Landgraf: Easy. Breaking Bad.


Reilly: I was given the script of Homeland by Howard [Gordon] because of our relationship with 24, and I read it and thought it was really good, but it felt like a cable show. I still wrestle with it. It would not be our highest-rated show, but I really wish I had it.


Sarandos: True Detective [upcoming] on HBO is a show that I would have loved to have. It's one of the best-written projects I've seen.


Were you in that bidding process?


Sarandos: For a second.


Nevins: I was, too. I actually thought I was going to get it, and in the end [HBO] offered a big check and an overall deal for the writer.


Ted, how long can Netflix go without releasing any ratings information?


Reilly: This is a Ted Sarandos roast, right? Where's Jeff Ross? (Laughs.)


Sarandos: I don't know. Honestly, at some point, someone will just spend a ton of money getting the answer. Because you can, right? Somebody could sample 2,000 people, spend a million dollars and get the data. It's a question of how valuable the answer is to you guys. It's not to me.


Nevins: If John puts in 10 bucks, I put in 10 bucks, we get the Food Channel to put in 10 bucks, we can put together a pool. … Question: Would we understand it if you gave it to us?


Sarandos: I don't think so …


Reilly: I love my job, but I'd really love my job if I didn't have to live and die by ratings every day.

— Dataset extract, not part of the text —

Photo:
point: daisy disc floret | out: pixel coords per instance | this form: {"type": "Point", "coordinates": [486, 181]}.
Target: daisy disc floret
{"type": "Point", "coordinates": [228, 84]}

But we're in a business where perception becomes reality. Advertisers can wake up, and they're watching Netflix and saying, "God, you know, Orange Is the New Black. Everyone's watching that!" You get these sweeping generalizations. … So we really have to try to get some uniform metric, where you put it in perspective.


Landgraf: There's no question in my mind that [Orange] is a very successful show. … The only thing that gets confusing is that perception is often reality, and we don't know the difference between perception and reality.


Sarandos: I buy programming from all these guys, so if a show on Netflix is being watched more than a show on FX, that's bad for FX and not particularly great for Netflix. I want your shows to be successful [and more episodes to be made], so I can buy more of your shows.